Friday, January 29, 2010

Good Night On The East Side of Town



Jesse Jackson said, "something magical happened in Greensboro in 1960. A fire was struck, the wind blew, and it captured a nation". I was at a forum on The State of the Civil Rights Movement on a beautiful A&T campus. On the panel were Jackson, Ben Chavis, one of the Wilmington 10, Steve Smith of FoxSports, A&T Chancellor Harold Martin, Bennett College President Julianne Malveaux, Ed Gordon, Emmy-winning BET journalist, and others. Joseph McNeil , one of the "Greensboro Four" was there. David Richmond Jr. was there (his Dad, now deceased, was one of the "Greensboro Four").

The first person I saw and talked with was Jack Betts, Page High graduate and prominent political writer in North Carolina for 30 years, with both the News and Observer in Raleigh and the Charlotte Observer. We reminisced about our friend Miles Wolff, so important in the documentation of the sit-in events, the great liberal Chubby King, and exchanged observations about what was about to occur and who was in the room.

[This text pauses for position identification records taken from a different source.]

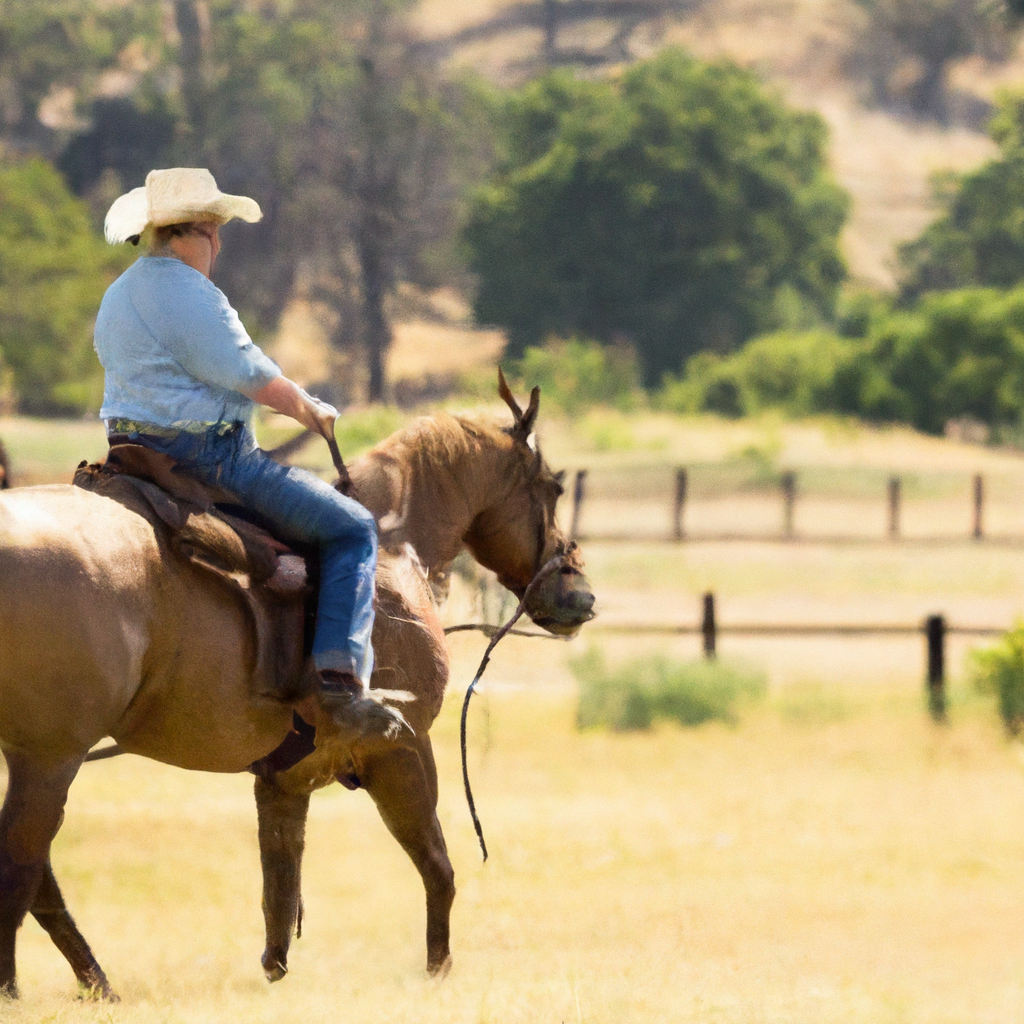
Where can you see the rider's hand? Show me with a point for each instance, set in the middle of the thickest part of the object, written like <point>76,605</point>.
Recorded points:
<point>286,396</point>
<point>322,416</point>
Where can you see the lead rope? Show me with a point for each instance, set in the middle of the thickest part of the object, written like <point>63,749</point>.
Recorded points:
<point>546,570</point>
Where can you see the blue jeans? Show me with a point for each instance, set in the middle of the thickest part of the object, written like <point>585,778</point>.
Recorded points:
<point>303,508</point>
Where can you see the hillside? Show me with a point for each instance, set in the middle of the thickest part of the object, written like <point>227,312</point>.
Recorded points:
<point>885,162</point>
<point>799,47</point>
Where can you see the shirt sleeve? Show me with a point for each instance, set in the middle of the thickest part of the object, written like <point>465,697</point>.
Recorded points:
<point>200,329</point>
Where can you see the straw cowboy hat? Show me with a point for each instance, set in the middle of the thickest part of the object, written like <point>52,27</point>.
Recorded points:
<point>174,196</point>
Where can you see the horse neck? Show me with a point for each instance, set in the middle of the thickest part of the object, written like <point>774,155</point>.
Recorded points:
<point>428,483</point>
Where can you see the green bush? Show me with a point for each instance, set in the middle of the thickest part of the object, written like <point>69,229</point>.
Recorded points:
<point>364,428</point>
<point>800,373</point>
<point>634,695</point>
<point>680,205</point>
<point>999,671</point>
<point>952,354</point>
<point>576,375</point>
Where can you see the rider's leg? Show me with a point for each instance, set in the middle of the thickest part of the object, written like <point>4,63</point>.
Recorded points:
<point>305,508</point>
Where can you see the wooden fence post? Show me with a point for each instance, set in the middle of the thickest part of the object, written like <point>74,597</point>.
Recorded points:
<point>708,627</point>
<point>788,481</point>
<point>678,529</point>
<point>979,501</point>
<point>579,492</point>
<point>894,507</point>
<point>935,632</point>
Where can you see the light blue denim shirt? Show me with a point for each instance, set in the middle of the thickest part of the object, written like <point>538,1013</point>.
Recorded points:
<point>174,351</point>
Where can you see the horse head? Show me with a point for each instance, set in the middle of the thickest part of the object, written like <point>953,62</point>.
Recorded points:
<point>516,535</point>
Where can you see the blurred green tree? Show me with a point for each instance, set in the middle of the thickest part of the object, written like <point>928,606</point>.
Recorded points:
<point>680,208</point>
<point>53,270</point>
<point>978,239</point>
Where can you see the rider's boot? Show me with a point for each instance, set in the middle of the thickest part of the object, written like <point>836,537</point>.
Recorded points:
<point>353,707</point>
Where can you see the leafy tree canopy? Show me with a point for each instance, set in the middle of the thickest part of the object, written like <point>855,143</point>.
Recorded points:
<point>53,270</point>
<point>679,208</point>
<point>978,240</point>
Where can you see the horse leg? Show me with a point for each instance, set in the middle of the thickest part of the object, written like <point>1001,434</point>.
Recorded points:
<point>282,839</point>
<point>49,909</point>
<point>32,812</point>
<point>402,782</point>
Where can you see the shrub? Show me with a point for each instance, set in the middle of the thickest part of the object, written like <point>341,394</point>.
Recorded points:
<point>637,693</point>
<point>361,429</point>
<point>576,375</point>
<point>800,373</point>
<point>999,670</point>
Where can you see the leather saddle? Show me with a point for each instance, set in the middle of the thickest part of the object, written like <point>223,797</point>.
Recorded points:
<point>205,524</point>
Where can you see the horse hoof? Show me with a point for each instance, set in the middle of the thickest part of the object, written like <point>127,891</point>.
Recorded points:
<point>97,993</point>
<point>440,970</point>
<point>273,970</point>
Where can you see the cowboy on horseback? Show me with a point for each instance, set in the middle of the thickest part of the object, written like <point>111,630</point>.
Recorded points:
<point>183,378</point>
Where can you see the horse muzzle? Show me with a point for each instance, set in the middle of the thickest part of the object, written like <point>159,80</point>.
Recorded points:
<point>562,602</point>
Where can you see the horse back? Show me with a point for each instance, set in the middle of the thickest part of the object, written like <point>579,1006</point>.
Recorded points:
<point>108,633</point>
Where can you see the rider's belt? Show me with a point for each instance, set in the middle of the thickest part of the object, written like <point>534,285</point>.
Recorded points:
<point>121,431</point>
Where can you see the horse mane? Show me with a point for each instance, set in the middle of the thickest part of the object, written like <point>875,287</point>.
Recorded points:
<point>441,437</point>
<point>418,485</point>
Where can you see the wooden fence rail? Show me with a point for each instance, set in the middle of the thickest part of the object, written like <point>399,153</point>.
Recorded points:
<point>935,630</point>
<point>788,493</point>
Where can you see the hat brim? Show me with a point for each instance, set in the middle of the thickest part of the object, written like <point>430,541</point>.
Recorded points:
<point>129,214</point>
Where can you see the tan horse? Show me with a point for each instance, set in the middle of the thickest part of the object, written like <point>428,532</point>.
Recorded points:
<point>94,611</point>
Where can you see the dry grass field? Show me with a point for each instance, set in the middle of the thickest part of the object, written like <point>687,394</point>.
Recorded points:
<point>834,857</point>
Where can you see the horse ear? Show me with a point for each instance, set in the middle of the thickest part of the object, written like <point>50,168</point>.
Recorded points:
<point>529,417</point>
<point>506,394</point>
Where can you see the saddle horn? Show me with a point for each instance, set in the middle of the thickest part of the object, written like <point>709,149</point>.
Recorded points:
<point>523,421</point>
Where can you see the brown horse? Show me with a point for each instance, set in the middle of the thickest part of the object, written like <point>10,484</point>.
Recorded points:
<point>93,608</point>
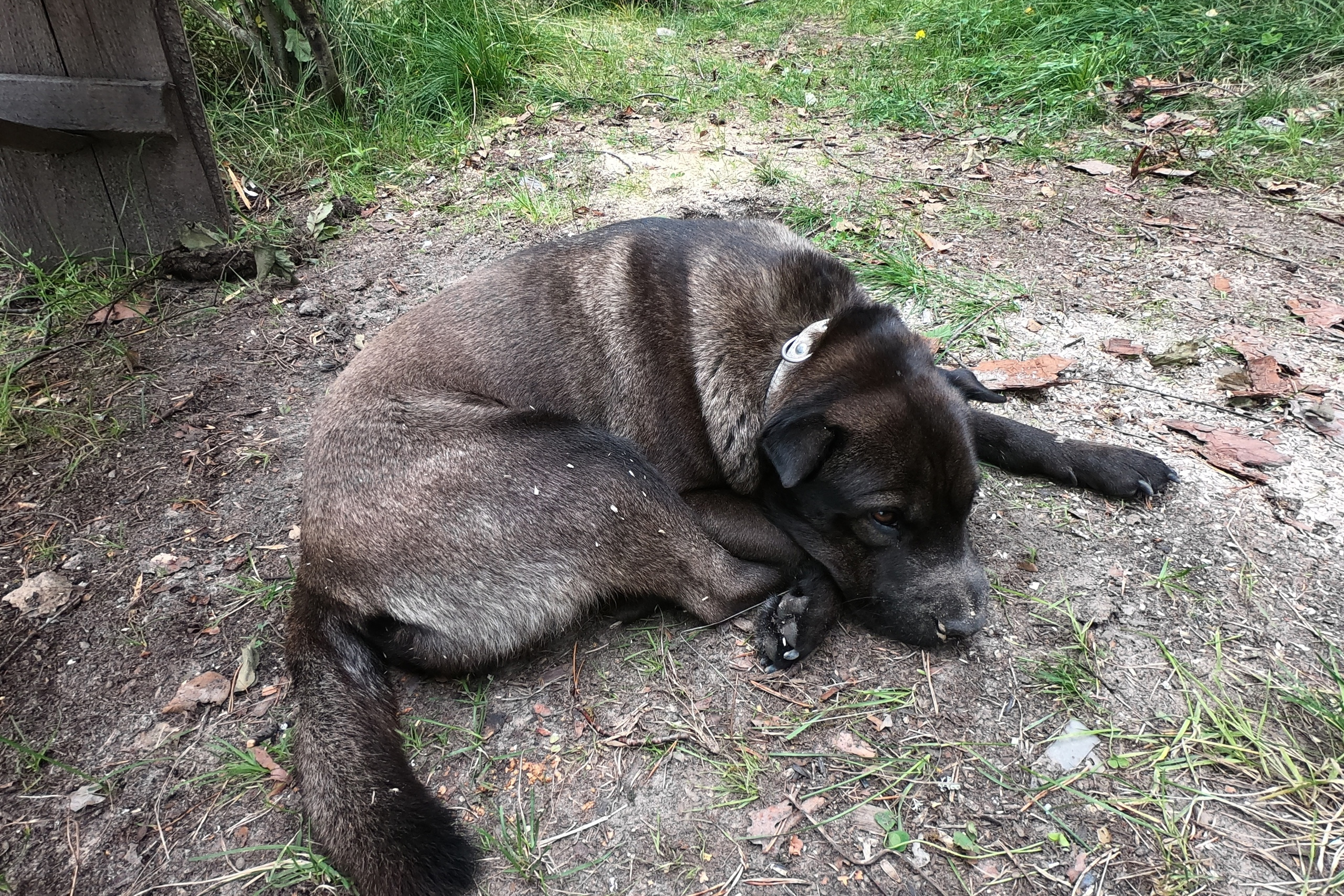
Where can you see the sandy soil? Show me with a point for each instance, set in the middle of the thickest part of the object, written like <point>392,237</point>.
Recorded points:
<point>534,754</point>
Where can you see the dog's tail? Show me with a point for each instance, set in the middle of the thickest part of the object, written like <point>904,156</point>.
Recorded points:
<point>368,810</point>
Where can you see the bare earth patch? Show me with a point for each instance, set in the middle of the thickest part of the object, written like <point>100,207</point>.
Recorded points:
<point>656,758</point>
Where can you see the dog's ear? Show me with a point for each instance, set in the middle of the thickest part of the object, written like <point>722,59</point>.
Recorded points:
<point>797,448</point>
<point>971,388</point>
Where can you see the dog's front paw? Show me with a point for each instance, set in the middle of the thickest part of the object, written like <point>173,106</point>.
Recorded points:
<point>1120,472</point>
<point>792,625</point>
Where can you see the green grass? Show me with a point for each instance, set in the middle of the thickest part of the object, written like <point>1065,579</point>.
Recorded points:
<point>738,778</point>
<point>425,73</point>
<point>44,312</point>
<point>420,75</point>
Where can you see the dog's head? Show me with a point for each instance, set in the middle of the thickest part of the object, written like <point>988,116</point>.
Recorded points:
<point>875,475</point>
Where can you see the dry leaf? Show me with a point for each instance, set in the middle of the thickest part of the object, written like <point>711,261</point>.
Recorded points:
<point>119,312</point>
<point>42,596</point>
<point>1265,379</point>
<point>768,823</point>
<point>209,687</point>
<point>846,742</point>
<point>1251,343</point>
<point>1122,347</point>
<point>87,796</point>
<point>1095,167</point>
<point>1232,450</point>
<point>1033,373</point>
<point>1319,313</point>
<point>1177,354</point>
<point>246,676</point>
<point>154,738</point>
<point>933,242</point>
<point>264,760</point>
<point>1079,867</point>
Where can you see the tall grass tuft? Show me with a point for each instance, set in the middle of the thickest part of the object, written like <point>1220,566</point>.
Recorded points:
<point>418,71</point>
<point>1041,57</point>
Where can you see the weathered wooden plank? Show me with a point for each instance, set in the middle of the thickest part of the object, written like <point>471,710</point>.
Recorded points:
<point>178,56</point>
<point>150,186</point>
<point>29,139</point>
<point>47,203</point>
<point>102,107</point>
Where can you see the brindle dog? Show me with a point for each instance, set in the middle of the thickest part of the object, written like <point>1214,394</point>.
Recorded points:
<point>608,421</point>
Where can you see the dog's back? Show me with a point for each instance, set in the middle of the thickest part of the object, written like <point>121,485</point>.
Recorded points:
<point>467,458</point>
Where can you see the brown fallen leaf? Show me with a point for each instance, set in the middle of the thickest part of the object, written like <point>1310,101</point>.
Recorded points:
<point>1095,167</point>
<point>1251,343</point>
<point>1079,867</point>
<point>119,312</point>
<point>1122,347</point>
<point>269,765</point>
<point>772,823</point>
<point>1179,174</point>
<point>1033,373</point>
<point>209,687</point>
<point>846,742</point>
<point>768,823</point>
<point>1233,450</point>
<point>1265,379</point>
<point>1177,354</point>
<point>42,596</point>
<point>933,242</point>
<point>1319,312</point>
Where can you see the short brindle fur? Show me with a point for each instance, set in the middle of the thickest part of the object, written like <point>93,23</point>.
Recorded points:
<point>584,426</point>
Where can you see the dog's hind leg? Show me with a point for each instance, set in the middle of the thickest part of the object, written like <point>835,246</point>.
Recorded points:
<point>463,546</point>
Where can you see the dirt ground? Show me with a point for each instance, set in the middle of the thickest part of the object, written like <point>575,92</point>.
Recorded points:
<point>631,758</point>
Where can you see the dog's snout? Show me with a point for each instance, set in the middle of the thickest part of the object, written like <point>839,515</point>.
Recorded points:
<point>961,628</point>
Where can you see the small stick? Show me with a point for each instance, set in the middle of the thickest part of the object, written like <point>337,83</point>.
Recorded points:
<point>1179,398</point>
<point>929,676</point>
<point>911,181</point>
<point>853,860</point>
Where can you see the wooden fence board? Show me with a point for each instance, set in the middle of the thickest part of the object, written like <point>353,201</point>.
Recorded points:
<point>114,194</point>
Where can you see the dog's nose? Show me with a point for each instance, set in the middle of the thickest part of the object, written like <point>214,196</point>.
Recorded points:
<point>961,628</point>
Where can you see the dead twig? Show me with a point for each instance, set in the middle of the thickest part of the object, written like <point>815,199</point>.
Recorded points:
<point>911,181</point>
<point>853,860</point>
<point>1178,398</point>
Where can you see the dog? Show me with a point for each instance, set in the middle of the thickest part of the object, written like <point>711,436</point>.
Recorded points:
<point>702,413</point>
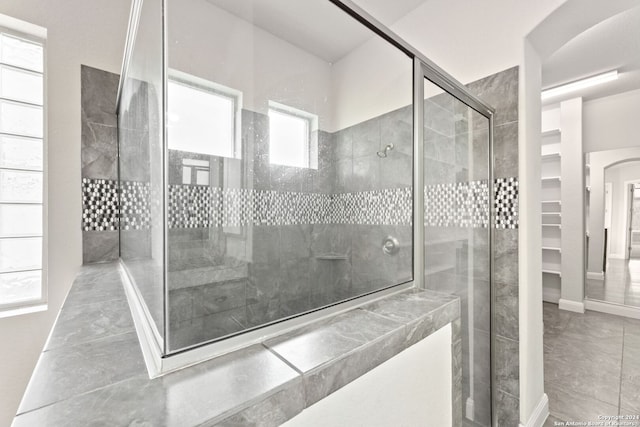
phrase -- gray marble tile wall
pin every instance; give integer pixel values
(456, 259)
(456, 243)
(99, 151)
(289, 268)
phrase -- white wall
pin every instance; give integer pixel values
(471, 40)
(599, 161)
(572, 191)
(619, 176)
(264, 67)
(411, 389)
(79, 32)
(611, 122)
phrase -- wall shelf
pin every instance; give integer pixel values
(549, 271)
(551, 132)
(551, 156)
(551, 178)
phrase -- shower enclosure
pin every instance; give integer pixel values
(281, 160)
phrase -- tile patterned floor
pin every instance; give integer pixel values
(592, 365)
(621, 284)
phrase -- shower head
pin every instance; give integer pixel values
(384, 152)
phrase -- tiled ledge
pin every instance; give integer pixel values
(92, 371)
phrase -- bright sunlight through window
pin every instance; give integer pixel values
(289, 136)
(21, 170)
(201, 120)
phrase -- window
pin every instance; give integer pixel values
(203, 117)
(21, 171)
(290, 142)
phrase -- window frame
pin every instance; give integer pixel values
(34, 34)
(310, 145)
(217, 89)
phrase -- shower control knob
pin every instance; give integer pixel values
(390, 245)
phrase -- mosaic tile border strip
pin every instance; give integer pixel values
(196, 207)
(190, 206)
(462, 204)
(99, 205)
(506, 203)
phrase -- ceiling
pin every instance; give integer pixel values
(612, 44)
(316, 26)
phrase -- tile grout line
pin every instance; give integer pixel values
(621, 370)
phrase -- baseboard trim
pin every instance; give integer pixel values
(470, 410)
(595, 276)
(540, 414)
(550, 295)
(576, 307)
(612, 308)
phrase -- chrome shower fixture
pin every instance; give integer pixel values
(384, 152)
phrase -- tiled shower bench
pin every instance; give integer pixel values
(92, 371)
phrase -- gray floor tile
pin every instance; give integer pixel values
(571, 406)
(70, 371)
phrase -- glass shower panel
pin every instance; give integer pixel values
(140, 129)
(293, 172)
(457, 227)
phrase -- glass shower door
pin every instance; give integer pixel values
(457, 228)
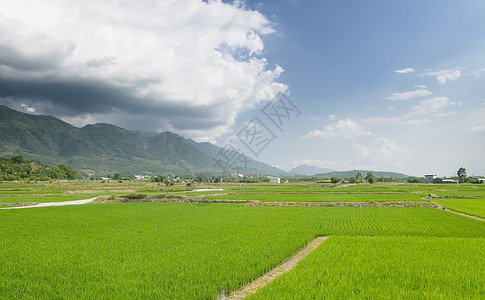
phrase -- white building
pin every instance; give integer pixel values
(274, 179)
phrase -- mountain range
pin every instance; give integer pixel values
(306, 170)
(104, 148)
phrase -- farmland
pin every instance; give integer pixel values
(386, 267)
(187, 250)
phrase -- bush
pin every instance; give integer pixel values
(135, 196)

Steve Smith gave a direct, "Bill Cosby, tough-love" perspective about today's generation. Jackson scolded the two Chancellors for low voter turnout in the recent mayor's election. Ben Chavis said we need a revival each generation. He talked of a cultural gap in the black community (there were many upper class blacks on panel and in the crowd, educated at Spelman, Howard, and Ivy League schools). Jackson, just back from Haiti said, "the earth is shaking under your feet". He said black athletes compete well because the playing field is level (alluding to the difficulty he sees blacks have in penetrating the mainstream economic life of America, which he sees as an "uneven field").

I certainly didn't fall "hook-line and sinker" for all I heard. But I needed to hear that perspective. We must listen to one another. As Dr. Covey says, "we must seek first to understand, then to be understood".

It was a great night. There were very few people from the west side of town in attendance. Trust me when I say......... that was the only discouraging thing about the evening.